Das von Saudi-Arabien angeführte Ölkartell verzichtet freiwillig auf Fördermengen, um den Preis hochzuhalten. Doch die US-Produzenten nehmen ihnen Marktanteile ab.Judith Henke 08.02.2024 - 16:14 Uhr
Saudi Aramco will seine Ölproduktionskapazität nun doch nicht ausbauen. Foto: E+/Getty Images

Frankfurt. Während westliche Ölkonzerne wie Exxon Milliardensummen in die Stärkung ihrer Produktion und in Übernahmen investieren, geht Saudi Aramco den entgegengesetzten Weg: Ende Januar kündigte der saudi-arabische Staatskonzern an, seine Ölproduktionskapazität bis 2027 nicht auf 13 Millionen Barrel pro Tag auszuweiten.

Derzeit könnte Saudi Aramco täglich zwölf Millionen Barrel pro Tag fördern – macht das jedoch nicht. Das Unternehmen produziert aktuell etwa neun Millionen Barrel pro Tag. Ein Barrel entspricht 159 Litern.

Denn seit Juli vergangenen Jahres nimmt Saudi-Arabien freiwillig eine Million Barrel pro Tag vom Markt, zusätzlich zu den ohnehin bestehenden Förderkürzungen des Ölstaaten-Kartells Opec plus. Der Alleingang des größten Opec-Produzenten hat einen Grund: Saudi-Arabien ist auf einen Ölpreis von mindestens 90 US-Dollar pro Barrel angewiesen, um seinen kostspieligen Staatshaushalt zu finanzieren.

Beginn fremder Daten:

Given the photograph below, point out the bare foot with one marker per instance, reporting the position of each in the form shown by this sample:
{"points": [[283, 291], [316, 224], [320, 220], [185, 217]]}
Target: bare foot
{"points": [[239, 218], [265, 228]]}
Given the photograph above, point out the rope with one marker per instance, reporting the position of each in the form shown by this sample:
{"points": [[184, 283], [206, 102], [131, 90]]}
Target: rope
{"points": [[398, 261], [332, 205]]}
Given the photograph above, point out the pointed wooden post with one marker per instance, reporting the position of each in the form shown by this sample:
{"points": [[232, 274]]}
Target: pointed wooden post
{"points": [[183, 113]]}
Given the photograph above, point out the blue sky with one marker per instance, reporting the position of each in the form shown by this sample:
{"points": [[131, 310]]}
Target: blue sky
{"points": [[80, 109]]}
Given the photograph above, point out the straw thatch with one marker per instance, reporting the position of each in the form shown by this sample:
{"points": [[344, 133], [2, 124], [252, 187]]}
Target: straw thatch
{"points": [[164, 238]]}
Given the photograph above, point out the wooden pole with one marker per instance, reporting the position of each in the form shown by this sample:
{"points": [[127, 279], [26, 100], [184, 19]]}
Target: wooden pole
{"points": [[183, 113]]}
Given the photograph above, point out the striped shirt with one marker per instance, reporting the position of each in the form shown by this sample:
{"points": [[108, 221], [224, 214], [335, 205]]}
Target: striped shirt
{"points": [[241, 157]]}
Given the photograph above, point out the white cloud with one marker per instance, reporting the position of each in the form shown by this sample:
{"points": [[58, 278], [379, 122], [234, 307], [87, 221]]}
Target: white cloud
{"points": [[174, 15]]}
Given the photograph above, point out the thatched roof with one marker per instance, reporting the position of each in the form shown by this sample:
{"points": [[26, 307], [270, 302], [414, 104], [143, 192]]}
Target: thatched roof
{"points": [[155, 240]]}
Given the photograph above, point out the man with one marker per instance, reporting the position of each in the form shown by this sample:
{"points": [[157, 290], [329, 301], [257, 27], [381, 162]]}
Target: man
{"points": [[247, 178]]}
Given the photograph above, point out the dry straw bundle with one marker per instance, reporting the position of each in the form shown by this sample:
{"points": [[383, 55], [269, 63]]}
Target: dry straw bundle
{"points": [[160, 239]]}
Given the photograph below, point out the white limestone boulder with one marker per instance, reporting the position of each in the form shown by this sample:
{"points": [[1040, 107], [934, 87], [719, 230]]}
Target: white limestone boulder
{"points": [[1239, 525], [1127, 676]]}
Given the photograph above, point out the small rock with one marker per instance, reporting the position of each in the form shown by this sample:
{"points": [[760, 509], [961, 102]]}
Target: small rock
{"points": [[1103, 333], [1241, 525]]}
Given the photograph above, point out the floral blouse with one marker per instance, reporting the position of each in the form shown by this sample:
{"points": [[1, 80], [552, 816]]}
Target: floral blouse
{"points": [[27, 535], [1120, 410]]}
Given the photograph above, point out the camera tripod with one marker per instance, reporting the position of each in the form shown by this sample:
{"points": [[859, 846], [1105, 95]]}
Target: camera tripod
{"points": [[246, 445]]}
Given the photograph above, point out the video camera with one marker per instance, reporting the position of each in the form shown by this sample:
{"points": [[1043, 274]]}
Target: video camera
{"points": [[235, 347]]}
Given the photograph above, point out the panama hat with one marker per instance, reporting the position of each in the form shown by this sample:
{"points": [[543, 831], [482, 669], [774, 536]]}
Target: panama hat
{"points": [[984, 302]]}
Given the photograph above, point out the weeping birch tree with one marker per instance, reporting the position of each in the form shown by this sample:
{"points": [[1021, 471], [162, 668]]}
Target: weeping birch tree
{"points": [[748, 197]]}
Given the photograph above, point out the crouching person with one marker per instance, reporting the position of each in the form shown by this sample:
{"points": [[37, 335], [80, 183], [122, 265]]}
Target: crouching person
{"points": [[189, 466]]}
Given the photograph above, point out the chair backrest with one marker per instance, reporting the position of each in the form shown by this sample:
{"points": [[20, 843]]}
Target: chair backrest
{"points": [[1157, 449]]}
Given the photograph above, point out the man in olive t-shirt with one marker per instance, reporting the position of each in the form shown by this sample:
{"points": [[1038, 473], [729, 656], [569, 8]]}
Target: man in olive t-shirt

Doch der für die Opec relevante Preis der Sorte Brent liegt deutlich darunter: Am Mittwochnachmittag kostete ein Barrel Brent-Öl knapp weniger als 80 US-Dollar. Und das trotz der Angriffe der Huthi-Rebellen auf Schiffe im Roten Meer, der militärischen Reaktion der USA darauf und des daraus möglicherweise folgenden weiteren Eskalationspotenzials im Nahen Osten.

Zudem sei die Angebotssituation „momentan eher angespannt“, wie Commerzbank-Analystin Barbara Lambrecht in einem Kommentar schreibt. Die Opec-Produktion ist Schätzungen zufolge im Januar im Vergleich zum Vormonat um 410.000 Barrel pro Tag gesunken, der größte monatliche Rückgang seit Juli 2023.

Das ist zum einen auf Proteste in Libyen zurückzuführen, wegen denen dort die Ölproduktion unterbrochen wurde, und zum anderen auf die freiwilligen zusätzlichen Produktionskürzungen, zu denen sich bei der Sitzung der Opec-plus im November einige Förderländer durchgerungen haben. „Damit setzt sich die Tendenz des letzten Jahres fort, dass die Opec beziehungsweise auch die Opec plus zumindest temporär Marktanteile aufgibt“, so Lambrecht. Außer der Opec selbst gehören Russland und Mexico zu den wichtigsten Förderländern von Opec plus.

Nicht-Opec-Mitglieder als Nutznießer

Was die Rohstoffexpertin damit meint: Von den Förderkürzungen der Opec plus profitieren vor allem die Ölproduzenten, die nicht an die Förderquoten des Ölkartells gebunden sind, etwa Kanada, Norwegen, Guyana und die USA. Gerade die freiwilligen Kürzungen Saudi-Arabiens verknappten das Ölangebot zeitweise so sehr, dass die Preise über 90 US-Dollar pro Barrel stiegen – ein Anreiz für die gewinnorientierten westlichen Ölkonzerne, ihre Förderung zu erhöhen.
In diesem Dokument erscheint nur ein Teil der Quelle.